Closed steve-lorimer closed 2 years ago
Hmm, actually the retry-loop didn't help... it still can't connect even after trying multiple times in a loop.
What's really weird is that the binary, when running on a different server, is able to connect fine; and redis-cli
is able to connect from the problematic server... something to do with the combination of the server and the binary using redis-plus-plus
is causing issues.
Hi @skebanga,
What is the recommended way for obtaining a Subscriber please?
Please see this post: https://github.com/sewenew/redis-plus-plus/issues/307#issuecomment-1002632214 Also read the chapter on Publish/Subscribe in the top level README.md and refer to the example in that chapter.
something to do with the combination of the server and the binary using
redis-plus-plus
is causing issues.
Try to see if the same libs are being used on all your servers.

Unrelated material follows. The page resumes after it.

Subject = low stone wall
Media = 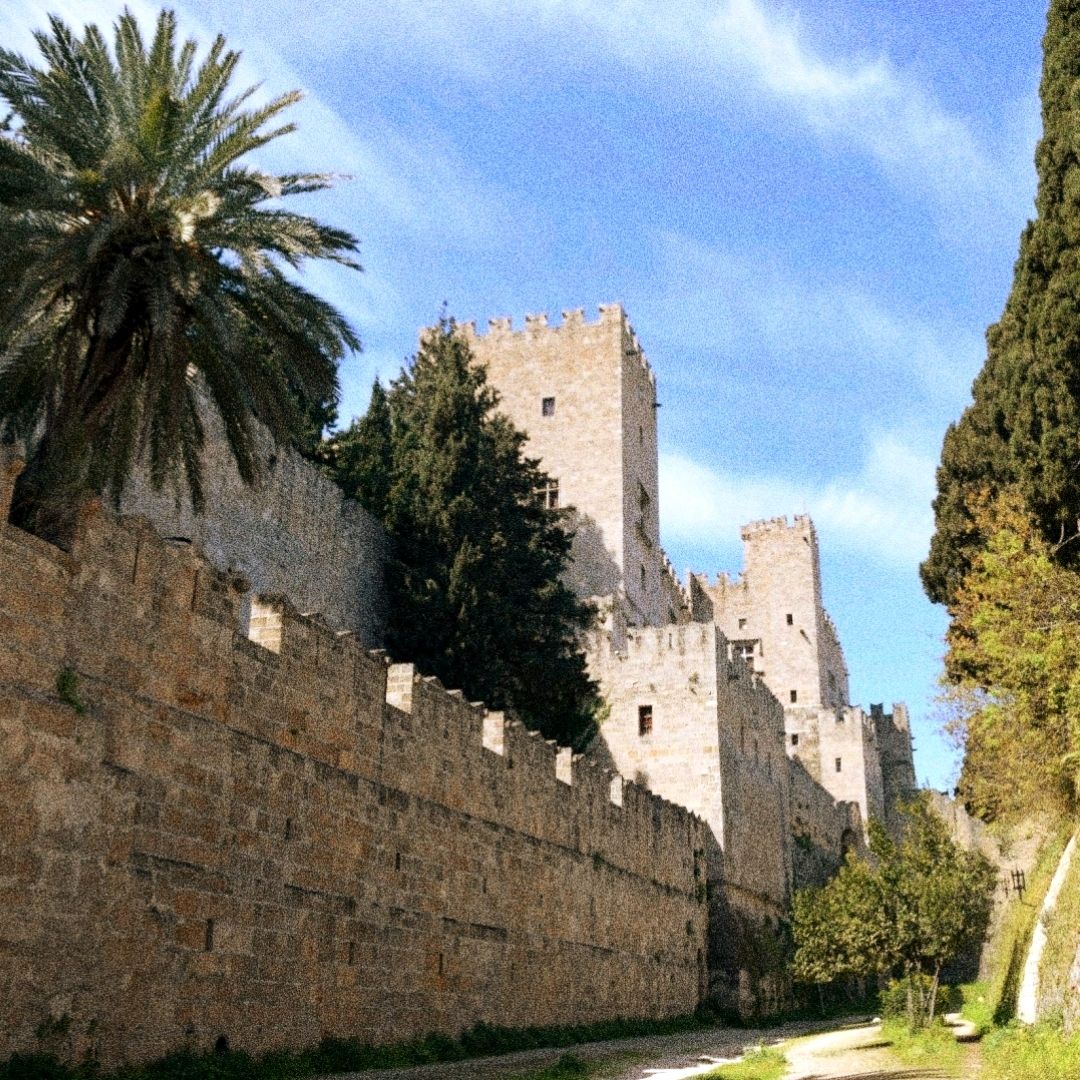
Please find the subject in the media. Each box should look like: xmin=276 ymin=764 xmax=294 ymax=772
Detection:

Run the following command on all your servers and compare the results carefully:
$ ldd your_binary
In order to be absolutely sure that your libs and binaries are all the same on all servers, you could compare their checksums:
$ ldd your_binary |awk -F'(' '{print $1}' |awk -F'=>' '{print $2}' |grep -v '^\s*$' |xargs sha256sum
$ sha256sum your_binary
You probably checked the connection (to make sure you don't have a network issue or a firewall problem) with redis-cli
.
If not, please try the following from all servers as well:
$ redis-cli -h <redis_server> -p <redis_port> ping
Regards
Thanks for the comment!
I am statically linking the redis libs, so that's not an issue
# ldd test_redis
linux-vdso.so.1 (0x00007ffeb956a000)
libm.so.6 => /lib/x86_64-linux-gnu/libm.so.6 (0x00007f2e50cf5000)
libgcc_s.so.1 => /usr/local/gcc-11.2.0/lib64/libgcc_s.so.1 (0x00007f2e50cda000)
libpthread.so.0 => /lib/x86_64-linux-gnu/libpthread.so.0 (0x00007f2e50cb7000)
libc.so.6 => /lib/x86_64-linux-gnu/libc.so.6 (0x00007f2e50ac5000)
/lib64/ld-linux-x86-64.so.2 (0x00007f2e50e4e000)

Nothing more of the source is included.